<スペインリーグ:Rソシエダード5-3グラナダ>◇2日◇第4節◇サンセバスチャン
レアル・ソシエダードの日本代表MF久保建英(22)が、グラナダ戦で2得点した。後半にも久保の左足から相手に当たったボールがゴールインしたが、記録は「オウンゴール」。惜しくもハットトリックは逃したが、久保は今季4試合で通算3点とした。チームも5-3と勝利し、今季4試合目で初白星(1勝3分け)となった。
雨が降るホームの「アノエタ」は久保劇場と化した。まず前半9分、スルーパスから抜け出すと、ドリブルで持ち込み左足でゴール右隅へとゴール。今季開幕から3分けとまだ勝利のないチームに弾みをつけた。
しかしチームは後半35分にCKからオウンゴールを献上。1-1の同点とされたが、ここで久保が黙っていなかった。
後半44分、右サイドからペナルティーエリアへ持ち込むと、45度の角度から対角へ左足で鋭く巻いた弾道のシュートを決めた。鮮やかなゴールに本拠地スタジアムは沸いた。
後半も久保のプレーは光った。14分、右サイドのゴールライン際でボールを受けると、鮮やかなダブルタッチで相手を翻弄しながらボールをブライス・メンデスへ落とす。そこから中へつながったボールをスビメンディが右足で流し込み、チーム3点目となった。
後半22分にMFバレネチェアにも得点が生まれ、チームは4-1と大きくリード。そして迎えた後半31分、ペナルティーエリア内で相手ボールを拾うと、中へシュートもどきのパス。これが相手に当たり、コースが変わってゴールイン。ハットトリックか? と思われたが、記録は惜しくも「オウンゴール」となった。
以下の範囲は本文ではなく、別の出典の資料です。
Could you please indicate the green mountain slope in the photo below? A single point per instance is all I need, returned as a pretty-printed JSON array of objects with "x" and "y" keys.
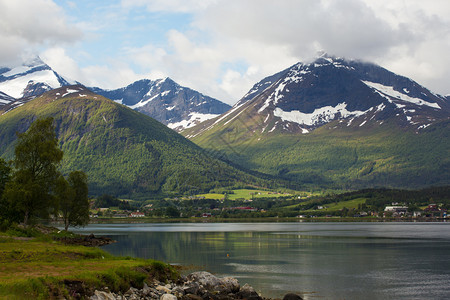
[
  {"x": 336, "y": 123},
  {"x": 123, "y": 152},
  {"x": 343, "y": 157}
]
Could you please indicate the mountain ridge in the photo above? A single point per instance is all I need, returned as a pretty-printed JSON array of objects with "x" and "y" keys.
[
  {"x": 166, "y": 101},
  {"x": 345, "y": 122},
  {"x": 163, "y": 99}
]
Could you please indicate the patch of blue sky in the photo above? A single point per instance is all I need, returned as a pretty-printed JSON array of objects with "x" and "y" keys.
[{"x": 110, "y": 30}]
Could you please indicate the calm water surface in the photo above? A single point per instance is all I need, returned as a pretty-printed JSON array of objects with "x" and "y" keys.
[{"x": 316, "y": 260}]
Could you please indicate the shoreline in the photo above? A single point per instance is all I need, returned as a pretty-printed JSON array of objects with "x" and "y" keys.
[{"x": 144, "y": 220}]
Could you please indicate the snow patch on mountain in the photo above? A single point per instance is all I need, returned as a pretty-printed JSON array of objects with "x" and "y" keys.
[
  {"x": 390, "y": 92},
  {"x": 143, "y": 103},
  {"x": 318, "y": 116},
  {"x": 194, "y": 119},
  {"x": 15, "y": 87}
]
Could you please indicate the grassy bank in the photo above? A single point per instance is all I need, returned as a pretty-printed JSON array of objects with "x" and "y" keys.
[{"x": 41, "y": 268}]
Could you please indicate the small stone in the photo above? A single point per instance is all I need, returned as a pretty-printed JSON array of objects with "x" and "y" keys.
[
  {"x": 191, "y": 288},
  {"x": 168, "y": 297},
  {"x": 191, "y": 297},
  {"x": 292, "y": 296},
  {"x": 248, "y": 292},
  {"x": 163, "y": 289},
  {"x": 230, "y": 285},
  {"x": 100, "y": 295}
]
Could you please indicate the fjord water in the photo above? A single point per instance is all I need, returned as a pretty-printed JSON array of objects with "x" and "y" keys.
[{"x": 316, "y": 260}]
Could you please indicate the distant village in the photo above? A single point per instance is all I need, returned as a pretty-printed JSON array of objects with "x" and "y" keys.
[{"x": 395, "y": 211}]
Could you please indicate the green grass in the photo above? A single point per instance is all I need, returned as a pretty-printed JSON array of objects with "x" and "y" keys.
[
  {"x": 123, "y": 152},
  {"x": 37, "y": 269},
  {"x": 343, "y": 157},
  {"x": 245, "y": 194}
]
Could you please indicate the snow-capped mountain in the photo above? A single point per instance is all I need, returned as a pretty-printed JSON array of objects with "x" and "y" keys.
[
  {"x": 166, "y": 101},
  {"x": 31, "y": 79},
  {"x": 336, "y": 122},
  {"x": 163, "y": 99},
  {"x": 20, "y": 84},
  {"x": 307, "y": 96}
]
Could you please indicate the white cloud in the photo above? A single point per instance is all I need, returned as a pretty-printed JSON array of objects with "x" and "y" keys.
[
  {"x": 169, "y": 5},
  {"x": 229, "y": 45},
  {"x": 26, "y": 25}
]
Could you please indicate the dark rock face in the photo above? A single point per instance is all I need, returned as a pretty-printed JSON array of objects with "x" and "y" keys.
[
  {"x": 196, "y": 286},
  {"x": 88, "y": 240},
  {"x": 307, "y": 96}
]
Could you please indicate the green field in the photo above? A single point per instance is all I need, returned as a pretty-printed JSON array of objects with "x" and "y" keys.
[
  {"x": 40, "y": 268},
  {"x": 245, "y": 194},
  {"x": 350, "y": 204}
]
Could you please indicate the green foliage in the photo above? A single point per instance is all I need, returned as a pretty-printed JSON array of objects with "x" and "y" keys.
[
  {"x": 110, "y": 201},
  {"x": 73, "y": 199},
  {"x": 36, "y": 160},
  {"x": 342, "y": 157},
  {"x": 5, "y": 175}
]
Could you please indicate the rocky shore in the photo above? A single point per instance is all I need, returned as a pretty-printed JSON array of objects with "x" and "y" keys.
[{"x": 195, "y": 286}]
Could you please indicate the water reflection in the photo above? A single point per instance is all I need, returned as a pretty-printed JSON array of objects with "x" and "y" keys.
[{"x": 331, "y": 260}]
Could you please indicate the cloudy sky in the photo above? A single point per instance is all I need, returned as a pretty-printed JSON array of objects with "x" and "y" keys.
[{"x": 222, "y": 47}]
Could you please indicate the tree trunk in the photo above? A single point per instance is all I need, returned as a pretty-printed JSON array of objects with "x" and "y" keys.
[{"x": 25, "y": 219}]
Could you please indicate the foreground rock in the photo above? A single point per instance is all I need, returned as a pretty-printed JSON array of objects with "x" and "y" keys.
[
  {"x": 86, "y": 240},
  {"x": 196, "y": 286}
]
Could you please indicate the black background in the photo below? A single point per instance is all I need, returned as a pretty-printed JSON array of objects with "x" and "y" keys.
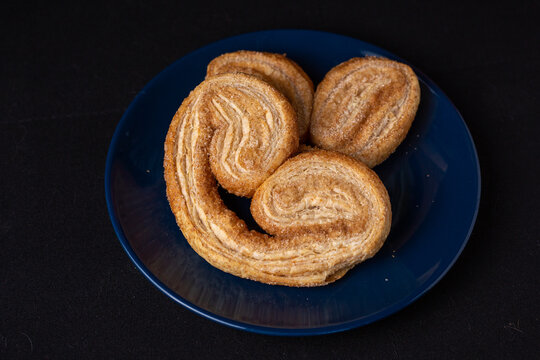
[{"x": 68, "y": 71}]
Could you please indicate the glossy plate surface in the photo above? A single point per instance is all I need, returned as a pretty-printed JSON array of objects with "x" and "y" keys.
[{"x": 433, "y": 180}]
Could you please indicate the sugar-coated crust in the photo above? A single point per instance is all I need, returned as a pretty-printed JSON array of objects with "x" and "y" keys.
[
  {"x": 279, "y": 71},
  {"x": 210, "y": 127},
  {"x": 364, "y": 108}
]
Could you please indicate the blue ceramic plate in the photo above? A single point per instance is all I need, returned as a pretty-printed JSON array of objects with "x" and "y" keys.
[{"x": 433, "y": 180}]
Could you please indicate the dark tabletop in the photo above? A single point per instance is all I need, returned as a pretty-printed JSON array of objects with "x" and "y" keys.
[{"x": 68, "y": 72}]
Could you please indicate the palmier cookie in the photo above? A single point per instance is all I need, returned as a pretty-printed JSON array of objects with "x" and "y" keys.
[
  {"x": 279, "y": 71},
  {"x": 364, "y": 108},
  {"x": 352, "y": 223}
]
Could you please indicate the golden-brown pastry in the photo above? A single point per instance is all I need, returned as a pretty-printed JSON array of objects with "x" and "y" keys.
[
  {"x": 328, "y": 211},
  {"x": 364, "y": 108},
  {"x": 279, "y": 71}
]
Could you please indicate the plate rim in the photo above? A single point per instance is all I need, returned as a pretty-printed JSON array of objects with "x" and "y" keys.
[{"x": 268, "y": 330}]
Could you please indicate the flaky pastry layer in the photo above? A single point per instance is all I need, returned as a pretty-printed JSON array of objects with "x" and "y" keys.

5-1とした後の同34分、久保はお役御免とばかりに交代。大きな拍手を受けてピッチを後にした。
久保は右足大腿(だいたい)四頭筋の違和感により今週行われた最初4回の練習を休んだ後、1日に行われた最後の練習で復帰したばかり。コンディションが不安視されたが、前半からエンジン全開。鋭いボールタッチで次々と相手を翻弄(ほんろう)するなど、日本代表のドイツ遠征(9日ドイツ戦、12日トルコ戦)に向けて状態は万全だ。